高橋 連携にかかわるかも知れませんが,今,全国的に国民の大病院志向があります.そのために,風邪引きも大病院に行って三時間待たされる状況です.もう少し適切に連携が取れて,大病院は大病院なりに重症の患者を診る,一般クリニックはそれほど重症でない患者の対応をするという形ができないかと思います.
特に勤務医が勤めるところは,比較的大きな病院や中規模病院が多いわけですから,そこに患者が集中してしまうと,それだけで疲弊してしまうこともあるのではないでしょうか.疲弊したなかでは,医療安全は構築できないと思います.
片桐 医療安全という考え方が出てきた時に,「本質的に,医療は安全なものではない」と言わなかったのは,われわれの最大の間違いでした.

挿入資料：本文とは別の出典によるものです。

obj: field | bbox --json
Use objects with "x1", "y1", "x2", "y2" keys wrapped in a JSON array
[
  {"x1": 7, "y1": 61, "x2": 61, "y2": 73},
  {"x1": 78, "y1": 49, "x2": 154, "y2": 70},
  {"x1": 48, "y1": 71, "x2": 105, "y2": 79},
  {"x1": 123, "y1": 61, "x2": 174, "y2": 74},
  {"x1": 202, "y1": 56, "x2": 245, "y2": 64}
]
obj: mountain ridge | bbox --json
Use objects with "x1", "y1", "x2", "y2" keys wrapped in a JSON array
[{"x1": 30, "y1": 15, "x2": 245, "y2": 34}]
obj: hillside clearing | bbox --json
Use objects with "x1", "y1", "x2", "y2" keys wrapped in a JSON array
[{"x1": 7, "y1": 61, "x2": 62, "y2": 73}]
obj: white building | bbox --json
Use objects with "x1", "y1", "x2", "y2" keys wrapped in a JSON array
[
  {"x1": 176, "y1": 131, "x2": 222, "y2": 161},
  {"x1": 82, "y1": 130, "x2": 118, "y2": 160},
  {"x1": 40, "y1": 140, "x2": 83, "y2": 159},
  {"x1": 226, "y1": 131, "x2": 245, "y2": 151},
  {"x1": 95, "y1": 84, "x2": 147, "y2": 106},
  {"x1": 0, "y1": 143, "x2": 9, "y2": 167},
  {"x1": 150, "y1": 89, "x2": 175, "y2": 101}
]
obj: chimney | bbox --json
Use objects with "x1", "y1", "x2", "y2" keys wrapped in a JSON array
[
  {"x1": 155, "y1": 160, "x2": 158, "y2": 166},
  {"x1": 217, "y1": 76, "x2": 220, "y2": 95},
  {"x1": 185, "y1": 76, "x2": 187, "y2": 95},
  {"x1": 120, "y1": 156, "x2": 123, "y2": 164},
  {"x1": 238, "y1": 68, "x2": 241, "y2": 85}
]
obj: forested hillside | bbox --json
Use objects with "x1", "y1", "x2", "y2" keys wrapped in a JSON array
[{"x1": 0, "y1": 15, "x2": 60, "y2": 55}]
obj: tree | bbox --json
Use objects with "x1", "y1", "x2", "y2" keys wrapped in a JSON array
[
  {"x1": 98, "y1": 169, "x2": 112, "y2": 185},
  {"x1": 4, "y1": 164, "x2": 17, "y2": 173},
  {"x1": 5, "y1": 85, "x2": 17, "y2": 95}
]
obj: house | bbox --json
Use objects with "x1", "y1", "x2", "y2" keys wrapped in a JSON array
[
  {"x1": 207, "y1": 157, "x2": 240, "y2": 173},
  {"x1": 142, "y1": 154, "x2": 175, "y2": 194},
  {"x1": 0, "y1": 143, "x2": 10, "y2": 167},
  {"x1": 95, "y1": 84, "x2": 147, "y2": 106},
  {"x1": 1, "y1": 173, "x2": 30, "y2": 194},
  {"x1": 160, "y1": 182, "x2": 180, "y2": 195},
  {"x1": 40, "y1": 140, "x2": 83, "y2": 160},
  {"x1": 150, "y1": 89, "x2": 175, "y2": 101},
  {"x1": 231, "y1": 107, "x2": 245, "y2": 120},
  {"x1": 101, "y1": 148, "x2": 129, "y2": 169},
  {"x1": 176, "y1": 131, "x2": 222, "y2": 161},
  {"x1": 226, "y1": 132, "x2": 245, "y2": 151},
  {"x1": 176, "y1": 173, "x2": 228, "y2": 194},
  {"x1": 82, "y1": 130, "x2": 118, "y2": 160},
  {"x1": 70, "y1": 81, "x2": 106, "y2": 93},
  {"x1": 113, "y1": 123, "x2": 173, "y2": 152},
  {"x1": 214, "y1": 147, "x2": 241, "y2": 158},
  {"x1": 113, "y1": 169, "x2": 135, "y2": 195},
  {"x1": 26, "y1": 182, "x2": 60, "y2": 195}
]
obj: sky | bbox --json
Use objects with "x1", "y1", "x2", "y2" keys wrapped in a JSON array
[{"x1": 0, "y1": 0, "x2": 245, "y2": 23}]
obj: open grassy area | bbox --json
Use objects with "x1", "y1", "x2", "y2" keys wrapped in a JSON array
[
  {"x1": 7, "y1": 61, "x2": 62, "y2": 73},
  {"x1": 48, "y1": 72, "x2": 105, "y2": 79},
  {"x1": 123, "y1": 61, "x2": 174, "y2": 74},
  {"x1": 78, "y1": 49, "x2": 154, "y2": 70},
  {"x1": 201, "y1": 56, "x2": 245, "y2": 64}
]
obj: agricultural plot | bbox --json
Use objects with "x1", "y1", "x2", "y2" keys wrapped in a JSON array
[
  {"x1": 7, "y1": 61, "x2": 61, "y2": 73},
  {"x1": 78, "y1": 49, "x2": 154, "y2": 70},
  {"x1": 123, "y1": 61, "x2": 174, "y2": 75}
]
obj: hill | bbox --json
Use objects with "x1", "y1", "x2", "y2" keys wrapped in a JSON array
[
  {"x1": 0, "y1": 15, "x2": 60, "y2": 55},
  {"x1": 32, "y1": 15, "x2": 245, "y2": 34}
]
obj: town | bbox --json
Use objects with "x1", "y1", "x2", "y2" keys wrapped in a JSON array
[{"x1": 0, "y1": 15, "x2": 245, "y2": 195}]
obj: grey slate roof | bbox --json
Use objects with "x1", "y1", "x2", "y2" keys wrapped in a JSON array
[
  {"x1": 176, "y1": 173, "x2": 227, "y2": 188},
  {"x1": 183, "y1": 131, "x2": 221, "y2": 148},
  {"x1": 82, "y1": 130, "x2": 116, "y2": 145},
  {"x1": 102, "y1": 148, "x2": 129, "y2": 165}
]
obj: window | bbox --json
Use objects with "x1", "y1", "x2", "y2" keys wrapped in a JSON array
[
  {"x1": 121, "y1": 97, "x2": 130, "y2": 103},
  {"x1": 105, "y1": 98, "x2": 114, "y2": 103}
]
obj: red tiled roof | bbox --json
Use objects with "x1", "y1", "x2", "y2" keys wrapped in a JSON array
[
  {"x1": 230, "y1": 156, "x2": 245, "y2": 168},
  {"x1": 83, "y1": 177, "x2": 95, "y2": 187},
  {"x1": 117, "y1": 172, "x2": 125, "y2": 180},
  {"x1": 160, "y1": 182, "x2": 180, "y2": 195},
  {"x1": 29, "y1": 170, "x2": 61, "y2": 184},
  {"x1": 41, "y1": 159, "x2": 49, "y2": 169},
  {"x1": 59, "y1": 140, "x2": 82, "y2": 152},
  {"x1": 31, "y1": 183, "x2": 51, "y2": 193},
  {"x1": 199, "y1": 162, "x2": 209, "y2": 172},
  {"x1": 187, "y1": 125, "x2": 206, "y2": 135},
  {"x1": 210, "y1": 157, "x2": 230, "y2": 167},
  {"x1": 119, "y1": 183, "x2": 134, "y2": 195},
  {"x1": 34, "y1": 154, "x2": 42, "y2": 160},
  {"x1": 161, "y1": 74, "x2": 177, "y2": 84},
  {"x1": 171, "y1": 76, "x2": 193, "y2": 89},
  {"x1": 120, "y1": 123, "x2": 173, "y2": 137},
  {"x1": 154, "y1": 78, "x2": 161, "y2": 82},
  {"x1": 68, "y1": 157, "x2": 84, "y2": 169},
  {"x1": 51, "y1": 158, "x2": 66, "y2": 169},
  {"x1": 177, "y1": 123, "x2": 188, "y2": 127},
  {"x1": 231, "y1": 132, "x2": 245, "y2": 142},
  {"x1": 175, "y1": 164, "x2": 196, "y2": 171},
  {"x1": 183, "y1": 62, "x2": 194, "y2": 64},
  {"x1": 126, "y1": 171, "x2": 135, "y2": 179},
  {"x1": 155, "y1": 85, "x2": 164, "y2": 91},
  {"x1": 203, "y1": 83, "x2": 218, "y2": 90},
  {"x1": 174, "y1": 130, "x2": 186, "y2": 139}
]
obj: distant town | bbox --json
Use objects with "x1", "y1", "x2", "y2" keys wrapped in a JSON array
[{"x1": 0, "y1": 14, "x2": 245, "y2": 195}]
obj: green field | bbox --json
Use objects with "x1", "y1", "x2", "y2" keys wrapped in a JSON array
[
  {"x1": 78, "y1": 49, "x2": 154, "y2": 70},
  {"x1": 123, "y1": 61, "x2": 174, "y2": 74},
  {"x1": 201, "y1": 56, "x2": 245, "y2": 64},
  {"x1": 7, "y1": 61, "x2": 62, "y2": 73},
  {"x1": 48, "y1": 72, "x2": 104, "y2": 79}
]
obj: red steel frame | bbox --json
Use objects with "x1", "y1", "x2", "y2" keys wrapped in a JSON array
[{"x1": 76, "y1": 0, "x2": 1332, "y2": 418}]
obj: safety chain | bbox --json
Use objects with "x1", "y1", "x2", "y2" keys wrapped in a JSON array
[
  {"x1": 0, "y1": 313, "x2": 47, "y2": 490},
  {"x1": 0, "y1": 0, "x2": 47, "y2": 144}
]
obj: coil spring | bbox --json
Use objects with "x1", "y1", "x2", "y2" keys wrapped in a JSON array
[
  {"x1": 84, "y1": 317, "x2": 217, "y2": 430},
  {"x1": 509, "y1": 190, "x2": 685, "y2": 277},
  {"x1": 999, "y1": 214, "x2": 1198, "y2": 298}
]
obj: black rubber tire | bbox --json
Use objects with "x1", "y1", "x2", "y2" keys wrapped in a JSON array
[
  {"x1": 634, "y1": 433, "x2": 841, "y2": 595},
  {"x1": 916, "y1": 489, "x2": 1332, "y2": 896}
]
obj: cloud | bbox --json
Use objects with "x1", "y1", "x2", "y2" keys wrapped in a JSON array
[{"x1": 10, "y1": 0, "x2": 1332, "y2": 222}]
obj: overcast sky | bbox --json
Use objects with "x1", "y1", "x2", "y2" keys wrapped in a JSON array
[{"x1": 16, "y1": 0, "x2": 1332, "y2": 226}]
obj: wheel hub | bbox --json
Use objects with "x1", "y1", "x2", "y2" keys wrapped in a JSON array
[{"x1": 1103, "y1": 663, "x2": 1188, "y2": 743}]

医療安全を進める時には,「医療は安全ではなく,不確実なものだ」ということを知ってもらわなければならないと思います.
大橋 多くの国民は,「お産は安全なものだ」と思っています.しかし,お産は何でも起こり得る.「“お産は危険なものだ”ということを認識したうえで分娩してください」というような同意書も要るのではないか.つまり,『お産の同意書』も要るのではないか,今後,そういう時代が来るのではないかと話をしています.
岡村 私の病院では,分娩に関しては,『同意書』に似たものをつくりました.以前は,患者とじっくり話をすることで信頼関係を構築していました.最近では,結果が悪ければ,すぐに訴えるという話になってしまいます.保険の説明書ではないですが,とにかく危険性は全部書いて,そこにサインをもらう.そして,読んでいなければ,「ここに書いてありますよね」という形にしないとやっていけなくなるのではと危惧しています.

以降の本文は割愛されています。